# Time to lay ooth?



## pizzuti (Sep 11, 2007)

I have one wild-caught European female who became an adult about a month and a half ago. She is very fat, and hasn't eaten anything in over two weeks; I'm assuming its because there's no room in her abdomen for more food. She used to eat voraciously, and slowly cut back to eating only parts of her prey and then nothing as her abdomen became taught. She mated about 2 weeks ago, and I am waiting for her to lay her first ooth.

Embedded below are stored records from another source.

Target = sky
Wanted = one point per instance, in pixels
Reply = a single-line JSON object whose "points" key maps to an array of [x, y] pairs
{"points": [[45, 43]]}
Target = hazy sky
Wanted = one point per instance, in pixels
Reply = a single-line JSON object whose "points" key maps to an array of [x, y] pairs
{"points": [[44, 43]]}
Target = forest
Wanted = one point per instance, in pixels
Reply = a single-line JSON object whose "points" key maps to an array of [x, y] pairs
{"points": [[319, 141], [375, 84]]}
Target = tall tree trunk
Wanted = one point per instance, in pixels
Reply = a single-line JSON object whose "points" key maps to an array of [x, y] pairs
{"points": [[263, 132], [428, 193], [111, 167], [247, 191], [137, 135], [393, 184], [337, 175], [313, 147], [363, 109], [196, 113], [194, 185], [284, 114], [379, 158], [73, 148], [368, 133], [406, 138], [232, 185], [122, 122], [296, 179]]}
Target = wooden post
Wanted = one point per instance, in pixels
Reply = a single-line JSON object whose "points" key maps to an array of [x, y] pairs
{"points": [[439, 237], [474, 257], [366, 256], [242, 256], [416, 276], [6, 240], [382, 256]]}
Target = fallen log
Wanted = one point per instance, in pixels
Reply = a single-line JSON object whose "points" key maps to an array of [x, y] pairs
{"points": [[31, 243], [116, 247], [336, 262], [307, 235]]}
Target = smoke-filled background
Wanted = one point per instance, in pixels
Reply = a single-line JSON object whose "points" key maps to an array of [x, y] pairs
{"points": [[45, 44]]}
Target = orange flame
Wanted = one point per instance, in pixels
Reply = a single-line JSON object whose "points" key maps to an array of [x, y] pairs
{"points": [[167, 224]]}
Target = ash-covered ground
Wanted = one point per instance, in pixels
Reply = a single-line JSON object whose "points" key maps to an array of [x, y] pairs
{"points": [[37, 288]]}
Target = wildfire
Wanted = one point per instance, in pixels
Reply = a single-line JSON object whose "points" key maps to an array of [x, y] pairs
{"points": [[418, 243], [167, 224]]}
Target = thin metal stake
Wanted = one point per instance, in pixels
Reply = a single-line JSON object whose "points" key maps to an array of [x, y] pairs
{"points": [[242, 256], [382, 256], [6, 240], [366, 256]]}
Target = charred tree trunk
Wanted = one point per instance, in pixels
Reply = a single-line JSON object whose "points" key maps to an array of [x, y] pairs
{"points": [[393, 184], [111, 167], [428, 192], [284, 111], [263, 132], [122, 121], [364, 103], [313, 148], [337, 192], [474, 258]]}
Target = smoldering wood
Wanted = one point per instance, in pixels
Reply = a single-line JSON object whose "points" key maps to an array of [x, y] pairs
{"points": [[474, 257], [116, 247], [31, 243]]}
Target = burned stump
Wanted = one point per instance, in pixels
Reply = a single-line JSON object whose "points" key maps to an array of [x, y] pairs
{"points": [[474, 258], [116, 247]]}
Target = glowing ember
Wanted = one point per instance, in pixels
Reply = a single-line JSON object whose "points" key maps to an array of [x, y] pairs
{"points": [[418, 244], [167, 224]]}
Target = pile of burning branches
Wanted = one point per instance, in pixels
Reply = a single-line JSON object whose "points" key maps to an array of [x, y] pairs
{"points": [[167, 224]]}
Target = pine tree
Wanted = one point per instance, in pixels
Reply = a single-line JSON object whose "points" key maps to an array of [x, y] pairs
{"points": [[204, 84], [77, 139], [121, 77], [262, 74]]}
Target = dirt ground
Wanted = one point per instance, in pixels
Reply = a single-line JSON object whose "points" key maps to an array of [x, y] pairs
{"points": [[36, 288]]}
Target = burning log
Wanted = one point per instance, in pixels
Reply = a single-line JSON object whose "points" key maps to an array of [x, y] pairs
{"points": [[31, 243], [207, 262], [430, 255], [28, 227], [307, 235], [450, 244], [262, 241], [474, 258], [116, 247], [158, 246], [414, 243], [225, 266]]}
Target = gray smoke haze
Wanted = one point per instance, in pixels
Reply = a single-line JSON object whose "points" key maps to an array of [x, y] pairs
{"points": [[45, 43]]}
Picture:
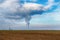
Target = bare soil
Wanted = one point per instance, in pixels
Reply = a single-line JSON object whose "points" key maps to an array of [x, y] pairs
{"points": [[29, 35]]}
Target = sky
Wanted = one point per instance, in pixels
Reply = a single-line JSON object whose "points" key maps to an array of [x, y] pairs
{"points": [[35, 14]]}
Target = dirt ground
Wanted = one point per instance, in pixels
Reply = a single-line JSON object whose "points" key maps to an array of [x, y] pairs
{"points": [[29, 35]]}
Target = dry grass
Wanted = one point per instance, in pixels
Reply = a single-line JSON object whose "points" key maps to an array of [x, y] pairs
{"points": [[29, 35]]}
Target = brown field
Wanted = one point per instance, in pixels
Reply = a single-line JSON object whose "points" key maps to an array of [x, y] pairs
{"points": [[29, 35]]}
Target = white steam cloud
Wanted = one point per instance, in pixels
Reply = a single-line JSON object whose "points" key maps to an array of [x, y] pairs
{"points": [[12, 9]]}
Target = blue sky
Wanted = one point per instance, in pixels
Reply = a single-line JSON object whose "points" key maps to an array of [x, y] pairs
{"points": [[40, 14]]}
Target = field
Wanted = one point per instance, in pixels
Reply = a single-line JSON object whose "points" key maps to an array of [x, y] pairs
{"points": [[29, 35]]}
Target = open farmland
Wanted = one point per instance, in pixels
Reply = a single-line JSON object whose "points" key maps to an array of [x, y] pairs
{"points": [[29, 35]]}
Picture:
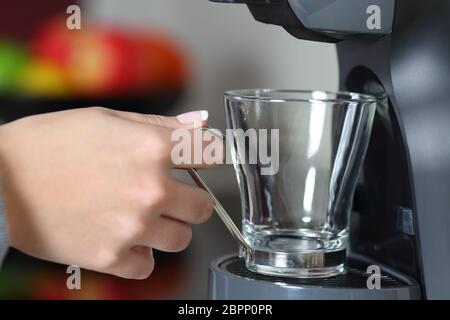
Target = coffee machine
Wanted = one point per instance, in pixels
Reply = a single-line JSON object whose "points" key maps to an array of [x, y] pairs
{"points": [[399, 51]]}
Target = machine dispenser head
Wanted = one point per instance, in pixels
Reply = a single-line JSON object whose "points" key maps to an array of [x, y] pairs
{"points": [[325, 20]]}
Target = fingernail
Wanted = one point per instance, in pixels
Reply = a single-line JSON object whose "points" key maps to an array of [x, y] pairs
{"points": [[192, 117]]}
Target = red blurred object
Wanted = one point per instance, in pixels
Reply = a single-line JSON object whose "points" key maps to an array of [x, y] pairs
{"points": [[105, 62]]}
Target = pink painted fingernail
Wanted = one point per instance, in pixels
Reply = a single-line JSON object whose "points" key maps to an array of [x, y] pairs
{"points": [[192, 117]]}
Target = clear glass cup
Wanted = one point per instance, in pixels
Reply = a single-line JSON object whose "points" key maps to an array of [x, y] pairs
{"points": [[296, 212]]}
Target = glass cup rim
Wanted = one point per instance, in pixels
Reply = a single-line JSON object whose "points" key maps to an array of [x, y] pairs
{"points": [[299, 96]]}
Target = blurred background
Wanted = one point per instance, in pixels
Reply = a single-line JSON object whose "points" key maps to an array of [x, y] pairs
{"points": [[153, 56]]}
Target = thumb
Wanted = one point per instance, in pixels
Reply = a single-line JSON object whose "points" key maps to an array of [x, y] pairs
{"points": [[192, 119]]}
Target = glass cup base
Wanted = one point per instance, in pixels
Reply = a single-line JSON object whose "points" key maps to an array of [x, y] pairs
{"points": [[312, 264]]}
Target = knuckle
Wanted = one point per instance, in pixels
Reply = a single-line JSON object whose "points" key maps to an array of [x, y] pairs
{"points": [[158, 195], [97, 110], [206, 208], [180, 241], [134, 227], [139, 270], [159, 146], [106, 260]]}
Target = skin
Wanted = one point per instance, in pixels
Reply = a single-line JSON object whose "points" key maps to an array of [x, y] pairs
{"points": [[93, 187]]}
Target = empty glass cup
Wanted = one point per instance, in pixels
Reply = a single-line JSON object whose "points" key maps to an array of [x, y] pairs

In mid-September we're getting close to the first frost here, and I'm assuming the vast majority of mantids in the wild are laying their ooths. But mine, in her very well-fed and hospitable environment, hasn't done it yet. How long does it normally take? I am hoping she's very close, but 45 - 50 days in to adulthood seems like a long time to wait.


----------



## Ben.M (Sep 11, 2007)

It normaly takes 8 weeks after maturity that the female will lay an ooth so got about a week to go


----------



## hibiscusmile (Sep 11, 2007)

I mated mine a week ago and they have just started to lay, One died yesterday without making ooth. Do not know why, The others are still eating.


----------



## pizzuti (Sep 11, 2007)

How long after reaching adulthood did that happen?


----------



## pizzuti (Sep 16, 2007)

September 16 and still no ooth...

She's still not eating, either, but looks and seems very healthy otherwise. She doesn't seem to be quite as fat as she was a week ago.


----------



## Rick (Sep 16, 2007)

Just don't worry about it. She will lay it when she is ready. People tend to worry way too much about their mantids.


----------



## Nick Barta (Sep 16, 2007)

Amen!


----------